After a six-hour board of directors meeting that ended last Monday night, McCormick said it had concluded Sandoz's offer was "inadequate and untimely."

The Baltimore spice maker will be better off as an independent company than as a subsidiary of the Swiss chemical company, said McCormick Chairman Harry K. Wells.

Sandoz has offered to pay $37 a share for all of McCormick's stock, which recently has traded for around $24.

Sandoz is a $2.4-billion-a-year multi-national conglomerate; McCormick's flavoring and food business makes it a $457-million-a-year operation.

After McCormick first rejected a takeover bid a couple of weeks ago, Sandoz executives asked for a meeting with the board of directors. Claiming the buy-out would be best for McCormick's shareholders, Sandoz warned that the directors might face legal action from stockholders if they turned down the offer.

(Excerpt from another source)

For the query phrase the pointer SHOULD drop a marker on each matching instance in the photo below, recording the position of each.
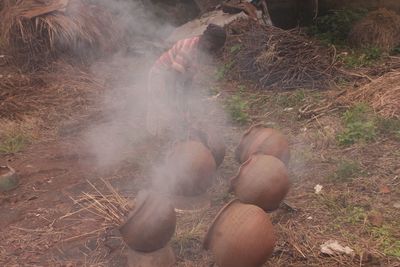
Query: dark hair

Ignoring the Sandoz threat, McCormick officials made clear yesterday they value their independence.

McCormick's "growth and prosperity are nurtured by independence," and "cannot exist under Sandoz's ownership," said Wells.

Compalining that Sandoz's advances "continue to disrupt" McCormick's operations, Wells urged Sandoz to leave the Baltimore business alone.

From its headquarters in Basel, Sandoz issued a statement saying it is still "very interested" in a merger.